23.      In zijn beroep bij de verwijzende rechter, waartegen het Finanzamt Lörrach verweer voert, voert Bukovansky aan dat, gezien zijn hoedanigheid van omgekeerde grensarbeider, vanaf augustus 2008 over zijn inkomsten uit loondienst uitsluitend in Zwitserland inkomstenbelasting mocht worden geheven en dat niet is voldaan aan de voorwaarden voor de overkoepelende belastingheffing in de zin van artikel 4, lid 4, van de DBA-Schweiz.

24.      In zijn verwijzingsbeslissing vraagt het Finanzgericht Baden-Württemberg zich af of deze bepaling van de DBA-Schweiz verenigbaar is met een aantal bepalingen van de Overeenkomst. Volgens de verwijzende rechter vormt de overkoepelende belastingheffing een discriminerende fiscale behandeling die in strijd is met het in artikel 9 van bijlage I bij de Overeenkomst vastgelegde beginsel van gelijke behandeling en als zodanig de uitoefening van de vrijheid van verkeer belemmert, en is artikel 4, lid 4, van de DBA-Schweiz voorts in strijd met het verbod van discriminatie op grond van nationaliteit als bedoeld in artikel 2 van de Overeenkomst.

25.      Volgens de verwijzende rechter verzet artikel 21, lid 1, van de Overeenkomst zich niet tegen de buitentoepassinglating van de bepaling van de DBA-Schweiz inzake de overkoepelende belastingheffing. Ondanks dit artikel mogen bepalingen van verdragen inzake dubbele belasting immers niet in strijd zijn met de verplichtingen die voortvloeien uit de in de Overeenkomst vastgelegde fundamentele vrijheden, zoals met name het discriminatieverbod.

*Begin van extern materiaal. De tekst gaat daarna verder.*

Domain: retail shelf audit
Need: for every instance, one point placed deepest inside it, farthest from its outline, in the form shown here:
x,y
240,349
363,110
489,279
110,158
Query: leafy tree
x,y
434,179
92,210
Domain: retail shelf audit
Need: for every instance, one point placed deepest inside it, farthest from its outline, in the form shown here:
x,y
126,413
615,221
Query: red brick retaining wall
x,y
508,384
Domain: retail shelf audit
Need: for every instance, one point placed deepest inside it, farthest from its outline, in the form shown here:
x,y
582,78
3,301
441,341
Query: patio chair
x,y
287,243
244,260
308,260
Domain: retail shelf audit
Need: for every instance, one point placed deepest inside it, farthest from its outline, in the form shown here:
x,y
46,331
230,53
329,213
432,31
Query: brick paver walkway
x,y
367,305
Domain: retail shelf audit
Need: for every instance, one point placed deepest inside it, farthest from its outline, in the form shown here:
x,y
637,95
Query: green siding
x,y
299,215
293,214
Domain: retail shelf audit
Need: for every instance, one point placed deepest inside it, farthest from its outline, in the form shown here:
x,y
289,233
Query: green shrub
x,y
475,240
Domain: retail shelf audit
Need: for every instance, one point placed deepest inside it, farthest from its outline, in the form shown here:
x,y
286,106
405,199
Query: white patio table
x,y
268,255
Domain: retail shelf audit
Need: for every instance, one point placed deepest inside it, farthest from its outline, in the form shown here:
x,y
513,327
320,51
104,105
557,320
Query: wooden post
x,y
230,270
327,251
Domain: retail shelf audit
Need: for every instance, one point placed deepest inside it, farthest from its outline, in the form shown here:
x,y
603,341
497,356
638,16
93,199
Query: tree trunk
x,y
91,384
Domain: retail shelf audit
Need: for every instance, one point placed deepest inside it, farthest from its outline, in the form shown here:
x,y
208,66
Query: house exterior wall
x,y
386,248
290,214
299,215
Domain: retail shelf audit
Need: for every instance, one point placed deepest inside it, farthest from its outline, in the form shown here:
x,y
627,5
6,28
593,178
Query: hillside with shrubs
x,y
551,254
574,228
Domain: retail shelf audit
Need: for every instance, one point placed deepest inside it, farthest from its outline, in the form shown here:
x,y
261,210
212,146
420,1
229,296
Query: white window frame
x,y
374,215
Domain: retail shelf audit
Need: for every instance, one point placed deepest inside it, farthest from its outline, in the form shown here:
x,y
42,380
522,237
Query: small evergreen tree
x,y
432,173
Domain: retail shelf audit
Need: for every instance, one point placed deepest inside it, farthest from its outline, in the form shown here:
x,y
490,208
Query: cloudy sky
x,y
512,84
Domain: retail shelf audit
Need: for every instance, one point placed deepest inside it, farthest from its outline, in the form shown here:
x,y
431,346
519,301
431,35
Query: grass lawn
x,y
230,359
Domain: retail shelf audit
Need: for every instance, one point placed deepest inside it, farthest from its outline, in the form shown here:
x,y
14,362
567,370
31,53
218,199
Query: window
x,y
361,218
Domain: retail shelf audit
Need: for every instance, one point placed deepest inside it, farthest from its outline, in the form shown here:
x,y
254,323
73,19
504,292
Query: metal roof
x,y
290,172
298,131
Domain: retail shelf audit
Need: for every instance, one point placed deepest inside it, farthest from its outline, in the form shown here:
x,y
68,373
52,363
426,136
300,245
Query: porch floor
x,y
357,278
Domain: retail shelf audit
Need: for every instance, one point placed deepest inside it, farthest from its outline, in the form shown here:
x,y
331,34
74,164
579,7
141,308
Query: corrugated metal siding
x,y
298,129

26.      In het licht van deze overwegingen heeft de verwijzende rechter de bij hem aanhangige procedure bij beslissing van 19 december 2013 geschorst en het Hof de volgende prejudiciële vraag gesteld:

„Moeten de bepalingen van de Overeenkomst [...], in het bijzonder de preambule, de artikelen 1, 2 en 21 alsmede de artikelen 7 en 9 van bijlage I daarbij, aldus worden uitgelegd dat deze Overeenkomst eraan in de weg staat dat een van Duitsland naar Zwitserland verhuisde werknemer die niet de Zwitserse nationaliteit heeft en die sinds zijn vertrek naar Zwitserland een ,omgekeerde grensarbeider’ is in de zin van artikel 15a, lid 1, van de [DBA-Schweiz], op grond van artikel 4, lid 4 juncto artikel 15a, lid 1, vierde volzin, van [de DBA-Schweiz] aan de Duitse belastingheffing wordt onderworpen?”

III – Procesverloop voor het Hof

27.      De griffie heeft de verwijzingsbeslissing ontvangen op 16 mei 2014. Bukovansky, het Finanzamt Lörrach, de Zweedse en de Duitse regering, de regering van het Verenigd Koninkrijk en de Europese Commissie hebben schriftelijke opmerkingen ingediend. Ter terechtzitting van 26 februari 2015 hebben Bukovansky, het Finanzamt Lörrach, de Duitse regering en de Commissie het woord gevoerd.

IV – Juridische analyse

28.      Met zijn verzoek om een prejudiciële beslissing vraagt de verwijzende rechter in wezen of de relevante bepalingen van de Overeenkomst aldus moeten worden uitgelegd dat zij zich verzetten tegen een bepaling van een bilateraal verdrag inzake dubbele belastingheffing tussen de Zwitserse Bondsstaat en een lidstaat die voorziet in een vorm van overkoepelende belastingheffing, volgens welke inkomsten die in deze lidstaat zijn gegenereerd door een werknemer die kan worden aangemerkt als een zogenoemde omgekeerde grensarbeider in de zin van de Overeenkomst, die naar Zwitserland is verhuisd maar niet de Zwitserse nationaliteit heeft en voor zijn vertrek naar Zwitserland in totaal ten minste vijf jaar in de betreffende lidstaat inkomstenbelastingplichtig is geweest, in deze lidstaat inkomstenbelastingplichtig kan blijven gedurende het jaar van vertrek en de vijf daaropvolgende jaren,

A –    Algemene opmerkingen

29.      Vooropgesteld dat de bevoegdheid van het Hof om de Overeenkomst uit te leggen inmiddels onbetwist is(5), veronderstelt het antwoord op de vraag van de verwijzende rechter dat de Overeenkomst op een situatie als die van Bukovansky van toepassing is.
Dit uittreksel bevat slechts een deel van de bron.